Beam bridges are the most frequently used type of construction. The load-bearing structure is formed from laminated wood beams along the length of the bridge on which the deck construction is built. The most economic areas of use are spans of 4 to 20 metres for road bridges and 3 to 30 metres for lightweight traffic.
Trussed bridges were the most common type before the advent of laminated timber. Nowadays, they are used mainly for museum structures and in special situations.
Arched bridge load-bearing construction consists of glued laminated timber made into arches. The arch can be entirely below the bridge deck, in which case there are several arches, or partially below the deck, or entirely above the deck. The spans of arched bridges can be as much as 100 metres.

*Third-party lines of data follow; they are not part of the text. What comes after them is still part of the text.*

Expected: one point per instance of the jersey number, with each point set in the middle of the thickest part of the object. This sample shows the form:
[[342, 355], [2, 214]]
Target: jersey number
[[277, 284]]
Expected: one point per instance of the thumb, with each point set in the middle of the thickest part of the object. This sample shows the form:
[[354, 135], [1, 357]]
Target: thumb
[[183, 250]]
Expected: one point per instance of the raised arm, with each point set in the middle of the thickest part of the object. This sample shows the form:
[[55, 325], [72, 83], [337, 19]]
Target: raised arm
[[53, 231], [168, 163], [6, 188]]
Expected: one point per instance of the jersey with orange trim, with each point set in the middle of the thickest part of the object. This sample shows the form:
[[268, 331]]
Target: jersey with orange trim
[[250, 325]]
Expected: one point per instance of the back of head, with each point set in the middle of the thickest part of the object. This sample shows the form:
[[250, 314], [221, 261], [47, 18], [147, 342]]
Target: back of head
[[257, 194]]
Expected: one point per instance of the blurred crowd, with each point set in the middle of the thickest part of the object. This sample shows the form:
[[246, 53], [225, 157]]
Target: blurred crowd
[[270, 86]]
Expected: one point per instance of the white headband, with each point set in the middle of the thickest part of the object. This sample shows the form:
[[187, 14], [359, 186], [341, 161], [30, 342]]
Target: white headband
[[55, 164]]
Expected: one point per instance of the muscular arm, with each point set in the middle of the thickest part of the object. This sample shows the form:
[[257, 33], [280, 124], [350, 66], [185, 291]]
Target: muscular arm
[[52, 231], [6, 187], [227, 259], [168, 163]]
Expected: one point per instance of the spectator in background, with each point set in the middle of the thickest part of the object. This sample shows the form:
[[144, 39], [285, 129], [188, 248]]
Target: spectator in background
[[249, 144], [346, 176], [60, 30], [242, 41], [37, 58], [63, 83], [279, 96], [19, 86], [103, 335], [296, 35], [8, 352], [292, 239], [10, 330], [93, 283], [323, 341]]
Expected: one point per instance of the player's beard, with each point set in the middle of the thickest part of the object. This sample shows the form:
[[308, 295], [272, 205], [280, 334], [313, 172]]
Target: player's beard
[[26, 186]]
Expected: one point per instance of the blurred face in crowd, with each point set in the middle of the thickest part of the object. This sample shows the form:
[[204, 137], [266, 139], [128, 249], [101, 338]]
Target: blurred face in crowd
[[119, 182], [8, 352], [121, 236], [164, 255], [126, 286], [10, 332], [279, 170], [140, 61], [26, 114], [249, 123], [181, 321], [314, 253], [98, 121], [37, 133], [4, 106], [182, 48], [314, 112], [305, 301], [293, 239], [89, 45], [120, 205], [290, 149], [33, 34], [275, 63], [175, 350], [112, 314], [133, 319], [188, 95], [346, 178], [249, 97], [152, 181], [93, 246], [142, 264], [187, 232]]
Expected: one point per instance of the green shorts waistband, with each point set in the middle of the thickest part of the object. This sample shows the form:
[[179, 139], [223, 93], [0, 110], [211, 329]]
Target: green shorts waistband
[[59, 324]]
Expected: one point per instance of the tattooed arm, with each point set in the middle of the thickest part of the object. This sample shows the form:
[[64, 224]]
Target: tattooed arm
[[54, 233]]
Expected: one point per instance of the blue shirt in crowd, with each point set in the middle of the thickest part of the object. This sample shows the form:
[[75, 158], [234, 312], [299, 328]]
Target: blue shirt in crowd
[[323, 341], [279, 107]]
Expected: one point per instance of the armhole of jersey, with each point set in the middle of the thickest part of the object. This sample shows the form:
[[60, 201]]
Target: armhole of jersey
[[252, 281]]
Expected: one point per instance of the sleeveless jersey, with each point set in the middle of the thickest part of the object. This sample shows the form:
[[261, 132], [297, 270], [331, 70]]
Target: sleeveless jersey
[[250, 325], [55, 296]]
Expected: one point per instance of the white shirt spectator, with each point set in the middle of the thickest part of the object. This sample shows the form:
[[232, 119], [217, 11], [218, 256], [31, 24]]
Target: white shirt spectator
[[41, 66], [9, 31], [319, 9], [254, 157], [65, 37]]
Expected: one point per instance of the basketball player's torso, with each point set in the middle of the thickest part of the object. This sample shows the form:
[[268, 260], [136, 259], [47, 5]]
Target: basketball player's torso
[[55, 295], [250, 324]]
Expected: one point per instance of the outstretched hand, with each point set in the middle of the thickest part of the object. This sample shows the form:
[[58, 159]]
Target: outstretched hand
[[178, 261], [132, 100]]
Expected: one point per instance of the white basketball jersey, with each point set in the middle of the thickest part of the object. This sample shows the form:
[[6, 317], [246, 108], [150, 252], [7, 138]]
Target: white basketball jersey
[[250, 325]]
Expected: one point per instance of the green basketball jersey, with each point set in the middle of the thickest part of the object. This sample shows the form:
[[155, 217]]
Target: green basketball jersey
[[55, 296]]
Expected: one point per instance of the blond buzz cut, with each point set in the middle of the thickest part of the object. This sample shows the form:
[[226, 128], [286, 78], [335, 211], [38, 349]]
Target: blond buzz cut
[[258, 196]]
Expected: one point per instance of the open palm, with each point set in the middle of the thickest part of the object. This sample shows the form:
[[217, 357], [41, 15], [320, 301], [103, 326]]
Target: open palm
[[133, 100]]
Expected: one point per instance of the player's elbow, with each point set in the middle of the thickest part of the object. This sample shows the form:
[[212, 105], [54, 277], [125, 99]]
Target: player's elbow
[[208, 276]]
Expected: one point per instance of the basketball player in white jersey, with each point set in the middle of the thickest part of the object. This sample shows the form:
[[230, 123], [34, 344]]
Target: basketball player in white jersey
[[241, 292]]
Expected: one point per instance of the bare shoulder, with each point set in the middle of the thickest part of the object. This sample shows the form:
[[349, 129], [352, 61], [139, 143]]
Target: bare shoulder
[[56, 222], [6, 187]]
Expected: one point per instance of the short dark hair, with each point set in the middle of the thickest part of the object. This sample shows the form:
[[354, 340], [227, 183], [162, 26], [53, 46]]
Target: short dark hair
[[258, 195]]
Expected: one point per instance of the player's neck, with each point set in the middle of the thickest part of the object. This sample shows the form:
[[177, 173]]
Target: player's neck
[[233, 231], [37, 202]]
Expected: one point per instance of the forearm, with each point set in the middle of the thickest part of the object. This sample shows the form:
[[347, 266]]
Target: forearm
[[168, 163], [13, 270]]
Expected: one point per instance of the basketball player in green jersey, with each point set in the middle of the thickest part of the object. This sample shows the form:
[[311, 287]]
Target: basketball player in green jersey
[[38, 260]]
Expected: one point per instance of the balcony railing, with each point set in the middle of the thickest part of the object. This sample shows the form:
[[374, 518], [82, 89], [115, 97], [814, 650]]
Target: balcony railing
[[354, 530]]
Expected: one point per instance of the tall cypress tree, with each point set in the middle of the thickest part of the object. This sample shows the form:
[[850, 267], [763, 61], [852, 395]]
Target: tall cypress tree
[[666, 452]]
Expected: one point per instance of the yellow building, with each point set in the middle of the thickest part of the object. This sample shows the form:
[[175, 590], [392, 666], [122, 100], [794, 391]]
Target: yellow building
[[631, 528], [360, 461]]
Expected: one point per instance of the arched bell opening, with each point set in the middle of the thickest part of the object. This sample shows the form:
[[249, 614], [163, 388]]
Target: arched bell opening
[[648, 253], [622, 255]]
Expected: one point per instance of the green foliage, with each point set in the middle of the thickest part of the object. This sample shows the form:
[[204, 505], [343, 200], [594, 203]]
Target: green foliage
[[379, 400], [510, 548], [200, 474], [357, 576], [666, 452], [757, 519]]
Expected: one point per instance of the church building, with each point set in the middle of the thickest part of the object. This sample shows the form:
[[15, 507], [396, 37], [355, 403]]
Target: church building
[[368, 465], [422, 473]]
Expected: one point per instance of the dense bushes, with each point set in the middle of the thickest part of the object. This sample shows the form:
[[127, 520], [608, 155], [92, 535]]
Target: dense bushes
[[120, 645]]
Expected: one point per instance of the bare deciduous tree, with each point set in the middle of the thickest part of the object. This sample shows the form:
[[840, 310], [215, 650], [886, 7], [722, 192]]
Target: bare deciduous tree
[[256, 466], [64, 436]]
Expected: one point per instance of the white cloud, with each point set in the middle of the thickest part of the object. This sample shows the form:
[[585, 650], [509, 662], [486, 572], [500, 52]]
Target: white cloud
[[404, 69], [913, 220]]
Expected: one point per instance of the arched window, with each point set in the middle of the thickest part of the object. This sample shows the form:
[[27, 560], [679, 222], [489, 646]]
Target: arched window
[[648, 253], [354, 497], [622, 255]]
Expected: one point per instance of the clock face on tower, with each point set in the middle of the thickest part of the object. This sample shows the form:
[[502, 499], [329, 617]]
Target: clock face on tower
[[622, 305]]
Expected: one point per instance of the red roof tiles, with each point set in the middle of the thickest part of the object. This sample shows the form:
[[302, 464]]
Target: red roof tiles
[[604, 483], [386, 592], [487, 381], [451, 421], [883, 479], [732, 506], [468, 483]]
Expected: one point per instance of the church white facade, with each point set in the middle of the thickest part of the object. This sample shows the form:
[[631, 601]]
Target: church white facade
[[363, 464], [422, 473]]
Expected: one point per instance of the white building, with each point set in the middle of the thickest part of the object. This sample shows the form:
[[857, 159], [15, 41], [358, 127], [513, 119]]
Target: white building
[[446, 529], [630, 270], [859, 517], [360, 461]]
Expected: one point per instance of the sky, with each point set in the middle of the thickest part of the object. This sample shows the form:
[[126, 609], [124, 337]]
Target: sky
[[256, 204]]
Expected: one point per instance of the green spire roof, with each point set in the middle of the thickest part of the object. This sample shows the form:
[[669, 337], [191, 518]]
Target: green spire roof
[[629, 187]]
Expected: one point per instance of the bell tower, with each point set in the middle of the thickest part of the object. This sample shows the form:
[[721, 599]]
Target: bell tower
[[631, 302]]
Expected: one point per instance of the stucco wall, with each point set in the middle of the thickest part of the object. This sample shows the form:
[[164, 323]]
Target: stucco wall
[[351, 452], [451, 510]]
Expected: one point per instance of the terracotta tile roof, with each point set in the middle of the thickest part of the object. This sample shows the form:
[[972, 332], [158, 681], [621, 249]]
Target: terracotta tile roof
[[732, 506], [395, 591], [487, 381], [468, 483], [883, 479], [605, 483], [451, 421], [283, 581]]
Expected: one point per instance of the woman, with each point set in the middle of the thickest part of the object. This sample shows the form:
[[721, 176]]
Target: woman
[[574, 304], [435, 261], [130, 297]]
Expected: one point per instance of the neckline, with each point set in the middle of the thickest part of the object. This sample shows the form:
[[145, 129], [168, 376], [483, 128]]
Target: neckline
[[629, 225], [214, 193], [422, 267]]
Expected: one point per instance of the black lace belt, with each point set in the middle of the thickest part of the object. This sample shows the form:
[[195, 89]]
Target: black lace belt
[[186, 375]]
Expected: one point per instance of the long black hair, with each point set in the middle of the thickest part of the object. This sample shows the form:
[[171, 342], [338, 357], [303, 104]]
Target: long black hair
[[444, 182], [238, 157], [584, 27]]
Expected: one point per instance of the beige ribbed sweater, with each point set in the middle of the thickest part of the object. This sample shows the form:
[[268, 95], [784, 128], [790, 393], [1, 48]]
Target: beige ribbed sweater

Composite bridges represent new building technology. In these, wooden beams and concrete decks are joined together with special ‘adhesive’ materials to form a functional structure. Cross-stressed bridges represent popular new bridge technology. The basic type is a flat panel where the longitudinal planks or laminated beams are perforated with steel cross ties to make a single uniform panel. This type of bridge is suitable for spans of 3 to 36 metres. Versowood has developed a grid-like deck from this basic structure by combining laminated beams with sawn goods. This increases the area of economic use to spans of 30 metres.
Covered bridges are normally trussed bridges where the roadway is supported by the bottom boom of the truss and a roof is supported by the upper boom. Covered bridges are particularly suited to lightweight traffic and can have spans of up to 100 metres.